The Winter Olympics were last held in Japan in 1998. The stage was Nagano, and on that stage, the Japanese athletes performed brilliantly. They won no less than five gold medals, one silver and four bronzes. Many of the winning athletes sported auburn, if not blonde-tinted hair. Some even went for eyebrows with faux tattoos painted over them. They looked carefree. They were skiing, skating, jumping and somersaulting for their own enjoyment. The pressure to win did not seem to bother them.

Fast forward to: this year's Olympic Games in Turin, where the Japanese athletes have performed miserably. Medals kept eluding them, apart from the one dazzling exception in the women's figure skating event. Disqualifications, tripping over themselves, last-minute illness: you name it, they went down with it. Their hair was no longer dyed brown or red, let alone blonde. Eyebrows were left untouched. The participants looked scared stiff. And they kept apologizing for not living up to expectations.

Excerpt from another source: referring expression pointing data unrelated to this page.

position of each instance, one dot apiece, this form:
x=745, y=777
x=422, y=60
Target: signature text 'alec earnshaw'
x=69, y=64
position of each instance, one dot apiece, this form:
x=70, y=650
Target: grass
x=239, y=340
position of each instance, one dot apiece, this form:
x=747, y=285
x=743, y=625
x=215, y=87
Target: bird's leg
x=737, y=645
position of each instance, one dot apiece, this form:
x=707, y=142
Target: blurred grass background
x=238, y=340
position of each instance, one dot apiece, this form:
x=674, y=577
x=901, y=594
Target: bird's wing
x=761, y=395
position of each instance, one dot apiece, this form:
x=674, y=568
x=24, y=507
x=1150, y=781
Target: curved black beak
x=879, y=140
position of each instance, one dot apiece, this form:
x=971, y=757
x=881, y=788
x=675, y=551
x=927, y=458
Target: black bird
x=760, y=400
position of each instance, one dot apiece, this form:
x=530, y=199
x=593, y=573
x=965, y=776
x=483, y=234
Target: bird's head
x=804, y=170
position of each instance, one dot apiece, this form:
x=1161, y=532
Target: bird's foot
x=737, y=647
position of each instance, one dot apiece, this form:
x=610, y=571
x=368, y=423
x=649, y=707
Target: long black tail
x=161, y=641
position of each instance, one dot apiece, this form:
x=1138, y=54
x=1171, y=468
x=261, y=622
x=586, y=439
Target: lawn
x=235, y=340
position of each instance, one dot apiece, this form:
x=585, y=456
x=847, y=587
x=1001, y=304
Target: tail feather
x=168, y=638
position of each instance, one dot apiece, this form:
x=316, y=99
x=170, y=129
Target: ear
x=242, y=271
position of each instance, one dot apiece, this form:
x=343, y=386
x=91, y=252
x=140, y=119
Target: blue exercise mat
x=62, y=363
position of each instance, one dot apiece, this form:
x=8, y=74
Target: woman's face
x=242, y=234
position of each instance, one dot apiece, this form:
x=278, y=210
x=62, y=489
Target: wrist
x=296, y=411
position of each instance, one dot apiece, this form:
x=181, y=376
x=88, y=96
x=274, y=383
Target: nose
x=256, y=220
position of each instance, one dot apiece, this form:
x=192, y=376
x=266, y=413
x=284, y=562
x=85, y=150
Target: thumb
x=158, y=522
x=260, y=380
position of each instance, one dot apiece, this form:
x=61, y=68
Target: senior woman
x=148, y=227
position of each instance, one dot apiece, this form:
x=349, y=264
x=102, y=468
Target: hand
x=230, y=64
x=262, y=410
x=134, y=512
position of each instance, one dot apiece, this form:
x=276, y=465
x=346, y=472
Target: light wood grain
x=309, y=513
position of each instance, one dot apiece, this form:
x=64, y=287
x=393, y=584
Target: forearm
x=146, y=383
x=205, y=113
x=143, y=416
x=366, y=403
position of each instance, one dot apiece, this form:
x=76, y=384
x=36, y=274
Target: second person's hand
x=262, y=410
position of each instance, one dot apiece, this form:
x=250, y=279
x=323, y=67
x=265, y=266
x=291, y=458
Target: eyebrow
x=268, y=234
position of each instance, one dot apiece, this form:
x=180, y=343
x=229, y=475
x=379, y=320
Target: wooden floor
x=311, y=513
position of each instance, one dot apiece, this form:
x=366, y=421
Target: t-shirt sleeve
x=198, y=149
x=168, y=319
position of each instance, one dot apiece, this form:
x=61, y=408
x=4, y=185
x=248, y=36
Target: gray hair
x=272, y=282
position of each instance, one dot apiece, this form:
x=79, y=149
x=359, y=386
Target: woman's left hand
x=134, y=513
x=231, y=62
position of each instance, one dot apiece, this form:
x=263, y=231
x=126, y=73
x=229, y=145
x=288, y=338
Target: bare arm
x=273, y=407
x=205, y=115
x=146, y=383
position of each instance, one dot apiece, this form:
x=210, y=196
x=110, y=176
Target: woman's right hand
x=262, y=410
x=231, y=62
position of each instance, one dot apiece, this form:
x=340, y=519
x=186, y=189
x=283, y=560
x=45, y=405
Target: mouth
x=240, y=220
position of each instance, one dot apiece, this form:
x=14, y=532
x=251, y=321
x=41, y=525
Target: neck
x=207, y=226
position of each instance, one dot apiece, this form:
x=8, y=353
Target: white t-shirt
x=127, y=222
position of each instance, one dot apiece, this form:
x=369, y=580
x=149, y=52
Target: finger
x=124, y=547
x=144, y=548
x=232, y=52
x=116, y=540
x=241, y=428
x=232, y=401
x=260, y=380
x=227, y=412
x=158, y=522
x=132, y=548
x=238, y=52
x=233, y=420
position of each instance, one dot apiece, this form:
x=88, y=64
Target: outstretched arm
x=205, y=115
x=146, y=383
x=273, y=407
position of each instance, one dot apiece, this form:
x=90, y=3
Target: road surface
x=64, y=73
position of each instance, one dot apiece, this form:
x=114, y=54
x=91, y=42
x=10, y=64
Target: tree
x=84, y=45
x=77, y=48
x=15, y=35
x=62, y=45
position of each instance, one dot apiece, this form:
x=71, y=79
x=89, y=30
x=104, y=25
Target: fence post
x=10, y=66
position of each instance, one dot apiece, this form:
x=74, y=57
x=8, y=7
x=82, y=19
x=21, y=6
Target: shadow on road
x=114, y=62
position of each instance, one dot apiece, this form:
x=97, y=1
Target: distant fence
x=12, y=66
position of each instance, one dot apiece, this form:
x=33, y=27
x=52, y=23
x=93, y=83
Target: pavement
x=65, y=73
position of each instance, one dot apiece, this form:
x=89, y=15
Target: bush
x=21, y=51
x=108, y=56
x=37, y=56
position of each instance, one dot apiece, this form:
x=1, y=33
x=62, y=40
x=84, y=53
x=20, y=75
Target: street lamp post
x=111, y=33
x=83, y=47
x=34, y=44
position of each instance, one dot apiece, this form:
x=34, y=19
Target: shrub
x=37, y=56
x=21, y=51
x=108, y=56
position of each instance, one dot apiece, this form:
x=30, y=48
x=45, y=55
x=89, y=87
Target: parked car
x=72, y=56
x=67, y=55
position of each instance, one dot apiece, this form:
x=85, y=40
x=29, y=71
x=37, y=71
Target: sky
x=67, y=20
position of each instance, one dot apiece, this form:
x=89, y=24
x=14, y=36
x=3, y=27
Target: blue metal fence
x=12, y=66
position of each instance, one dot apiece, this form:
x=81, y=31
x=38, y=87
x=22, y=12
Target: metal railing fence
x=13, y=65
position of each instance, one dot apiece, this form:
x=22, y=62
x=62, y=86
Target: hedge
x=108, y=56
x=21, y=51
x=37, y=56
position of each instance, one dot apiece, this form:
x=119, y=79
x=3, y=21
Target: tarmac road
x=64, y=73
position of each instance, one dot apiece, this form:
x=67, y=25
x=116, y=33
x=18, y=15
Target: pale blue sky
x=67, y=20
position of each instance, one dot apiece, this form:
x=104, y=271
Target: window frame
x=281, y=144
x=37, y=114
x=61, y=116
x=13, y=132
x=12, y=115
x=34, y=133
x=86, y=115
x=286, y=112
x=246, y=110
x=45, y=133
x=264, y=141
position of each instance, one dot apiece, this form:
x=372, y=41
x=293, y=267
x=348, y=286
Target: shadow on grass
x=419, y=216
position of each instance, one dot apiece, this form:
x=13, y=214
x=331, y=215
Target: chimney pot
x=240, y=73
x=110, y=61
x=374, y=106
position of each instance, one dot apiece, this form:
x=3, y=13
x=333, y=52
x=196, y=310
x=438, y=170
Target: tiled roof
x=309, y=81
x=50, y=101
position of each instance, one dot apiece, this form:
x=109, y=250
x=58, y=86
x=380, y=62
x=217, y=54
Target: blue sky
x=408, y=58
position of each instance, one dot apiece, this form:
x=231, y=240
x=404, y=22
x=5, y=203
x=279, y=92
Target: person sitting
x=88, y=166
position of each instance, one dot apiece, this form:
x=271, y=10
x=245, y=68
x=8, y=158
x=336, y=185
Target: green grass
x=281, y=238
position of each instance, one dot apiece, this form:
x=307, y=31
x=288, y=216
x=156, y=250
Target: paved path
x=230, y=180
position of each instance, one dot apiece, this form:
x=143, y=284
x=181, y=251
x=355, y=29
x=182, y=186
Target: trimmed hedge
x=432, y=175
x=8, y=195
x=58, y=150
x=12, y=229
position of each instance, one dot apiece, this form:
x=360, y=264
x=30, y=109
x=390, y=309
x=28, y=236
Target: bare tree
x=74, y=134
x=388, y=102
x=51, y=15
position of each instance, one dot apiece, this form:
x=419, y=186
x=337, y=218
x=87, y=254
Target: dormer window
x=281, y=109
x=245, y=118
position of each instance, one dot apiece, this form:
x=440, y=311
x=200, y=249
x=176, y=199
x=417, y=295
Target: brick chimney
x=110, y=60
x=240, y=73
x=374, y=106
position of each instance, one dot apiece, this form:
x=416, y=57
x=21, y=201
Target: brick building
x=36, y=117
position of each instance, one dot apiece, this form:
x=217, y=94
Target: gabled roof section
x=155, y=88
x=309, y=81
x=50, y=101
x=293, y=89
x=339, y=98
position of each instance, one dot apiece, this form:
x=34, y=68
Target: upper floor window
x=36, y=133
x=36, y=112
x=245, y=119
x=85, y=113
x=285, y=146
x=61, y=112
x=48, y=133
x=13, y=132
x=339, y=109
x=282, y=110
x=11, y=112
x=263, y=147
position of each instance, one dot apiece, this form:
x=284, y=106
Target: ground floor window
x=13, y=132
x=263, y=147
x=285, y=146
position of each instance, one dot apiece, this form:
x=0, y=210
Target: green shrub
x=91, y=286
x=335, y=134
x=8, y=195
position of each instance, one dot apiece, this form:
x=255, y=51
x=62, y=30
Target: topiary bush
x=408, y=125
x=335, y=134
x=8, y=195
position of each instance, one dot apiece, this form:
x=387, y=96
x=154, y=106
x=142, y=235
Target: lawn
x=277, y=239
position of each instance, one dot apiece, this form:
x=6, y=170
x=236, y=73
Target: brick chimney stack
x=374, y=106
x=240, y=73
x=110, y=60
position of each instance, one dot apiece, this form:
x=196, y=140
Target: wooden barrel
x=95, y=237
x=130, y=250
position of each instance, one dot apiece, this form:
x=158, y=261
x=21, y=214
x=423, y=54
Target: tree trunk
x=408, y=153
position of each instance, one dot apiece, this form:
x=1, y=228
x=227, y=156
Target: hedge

In 1998, when we excelled in winter sports, the economy was in the doldrums. Banks groaned under the weight of massive nonperforming loans. The Bank of Japan became quite alarmed at the severity of deflationary pressures and the fragility of the financial system. So much so that it adopted the zero-interest-rate policy the following year. In 2006, while we wallow in misery at our incompetence in the Olympics, the economy looks better than it has been for very many years. Corporate profits are booming. People are spending. Banks' nonperforming loans are history. The Bank of Japan is keen to end its quantitative easing policy and to allow interest rates to start moving normally again.